The first day I knew the drug was working. The feeling of crawling on gravel was gone.
When I woke up after less than eight hours of sleep, I was tired, but the day was not ruined.
Now I feel good. I don't feel drugged or numb or blissfully apathetic - I feel like me, only more, let's say, calibrated.
The monster in Mom has retreated.
Now, needing to make the decision between doing laundry or dishes first does not undo me. Deciding when to make a left turn across traffic is no longer excruciating. An invisible hair tickling the back of my arm when my hands are plunged in the dishwater is no longer the stuff of high drama.
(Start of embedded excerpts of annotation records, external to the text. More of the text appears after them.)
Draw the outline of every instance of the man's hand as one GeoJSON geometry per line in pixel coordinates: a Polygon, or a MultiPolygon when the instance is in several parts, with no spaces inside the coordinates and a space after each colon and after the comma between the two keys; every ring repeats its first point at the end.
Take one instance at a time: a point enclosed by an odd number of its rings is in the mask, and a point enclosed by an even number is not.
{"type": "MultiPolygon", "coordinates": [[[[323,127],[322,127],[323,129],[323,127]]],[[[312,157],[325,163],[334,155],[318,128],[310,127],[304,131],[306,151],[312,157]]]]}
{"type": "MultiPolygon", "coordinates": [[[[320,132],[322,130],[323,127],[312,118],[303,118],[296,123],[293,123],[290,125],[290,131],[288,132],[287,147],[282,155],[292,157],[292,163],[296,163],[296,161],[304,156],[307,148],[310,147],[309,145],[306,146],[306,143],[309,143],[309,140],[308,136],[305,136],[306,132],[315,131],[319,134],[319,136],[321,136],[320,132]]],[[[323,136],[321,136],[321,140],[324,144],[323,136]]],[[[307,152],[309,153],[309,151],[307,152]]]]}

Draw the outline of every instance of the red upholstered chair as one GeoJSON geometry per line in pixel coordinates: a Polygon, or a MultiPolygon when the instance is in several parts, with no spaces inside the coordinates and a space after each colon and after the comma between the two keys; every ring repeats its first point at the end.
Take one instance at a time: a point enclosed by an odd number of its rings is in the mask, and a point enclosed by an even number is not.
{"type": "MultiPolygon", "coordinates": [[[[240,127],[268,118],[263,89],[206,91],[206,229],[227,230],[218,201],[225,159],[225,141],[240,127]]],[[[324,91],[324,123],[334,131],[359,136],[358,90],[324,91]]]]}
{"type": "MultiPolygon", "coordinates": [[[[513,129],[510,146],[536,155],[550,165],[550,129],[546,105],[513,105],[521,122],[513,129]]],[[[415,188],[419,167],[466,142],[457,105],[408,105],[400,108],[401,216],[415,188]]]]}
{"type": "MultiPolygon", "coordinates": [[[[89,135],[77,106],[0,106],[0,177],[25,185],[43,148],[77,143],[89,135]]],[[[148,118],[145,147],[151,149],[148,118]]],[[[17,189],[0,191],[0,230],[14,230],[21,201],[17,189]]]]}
Before the pill, when Mia fell off the kitchen chair and scraped her back, I howled louder than she did. Which was not what she needed. Last week when she caught her finger in the back door, I could quietly soothe her, put the finger under cold water, know she needed to sit down and hold onto someone, kiss her head and have Nora fetch the car keys for the doctor.
This pill is helping me take care of the kids the way they deserve, gently and patiently.
Don't think I'm a contented fat pussycat now. There's still yelling. And seven days before my period, I'll still feel a little crazy. And every single time I hear "Someone Like You," I sob a bit, but who doesn't?
We crowded onto an elevator last month and even though the passengers weren't mobbed enough to touch, a woman in the back, her white hair in a chic haircut, said, "Oh no!" and forced her way out with her husband in tow.
"Are you okay?" I asked as she passed and when she said, "No!" to a not unusual situation, I thought "Been there." And "My sympathies." I knew how she felt - I could remember it well -- when the up and down elevator ride of this lovely old world was just about unbearable.